I now work with firewalls and security products to protect company networks from global threats to their data from the internet. My Twitter feed is @MarloeGroup where I keep a running list of global threats and security vulnerabilities for all kinds of networks and applications.

Has it been a smooth road?
The computer industry makes for a real she devil of a career path. She will lure you in with all kinds of glory and money, only to chop off your ambitions at the roots.

I abandoned everything in California during the 80’s boom to come to Houston and start my own business. I packed up the family, uprooted my kids and headed east, only to arrive the day the bottom fell out of the oil industry. 90 percent of our customers disappeared overnight it seemed. Consequently, I lost everything including my family.

So, I built everything back up and almost lost it all again in the 90’s when the .COM industry tanked. It would have been curtains for me if it wasn’t for my friends.

Luckily, I have been drawn more to relationships than money, and I have met some of the most interesting and talented people that I have had the good fortune to work with.

That is what can make the tough times easier to survive.

So let’s switch gears a bit and go into the Marloe Group, Inc. story. Tell us more about the business.
The Marloe Group manages computer networks. We are like outsourced IT. We handle everything like hiring a CIO. We have policies and procedures for those who need it and we apply governance rules and regulations to all our work.

Our documentation is what we are known for. I developed a way to apply rules to IT that minimize risk, reduce failures and ensure a more predictable service that does not increase cost.

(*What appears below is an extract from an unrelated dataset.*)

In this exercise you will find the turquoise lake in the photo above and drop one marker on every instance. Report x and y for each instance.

My specialty is computer network security. I am involved in protecting company data and minimizing risk, and I consult on all aspects of IT for small to medium sized businesses, and I do this because I think this is the niche that needs it the most. Unless you can hire a CIO, it is difficult to know what rules and regulations affect your business and where the risks are.

That is usually where people get into the most trouble, just being completely unaware.

How do you think the industry will change over the next decade?
I think the future is going to see some big changes in our perceptions of data and our own responsibilities to it. Technology is like a toll road. No one is ever going to pay a dollar to drive on a road until they do it and once you have done it you can’t remember what it was like not to have it.

It is costly to house your own data. I think that will drive the importance of it down for the next generation who will really just see the need for access to it rather than the gathering and hoarding of it.

Soon your data will all be in the cloud, and you will be paying for just an interface to get to it. That interface will be what changes, in the future I can see that interface being a kiosk at the mall, a computer on a wall at a hotel, a desk in your office.

Your cell phone will become a tattoo or chip that you have with you, that will become a key to the interface.

The system will identify you by your face or voice and with a simple gesture or password you can call someone, text or video tape something, start working on a project with other at your office or pull up recipes. You will no longer have to carry all your data with you.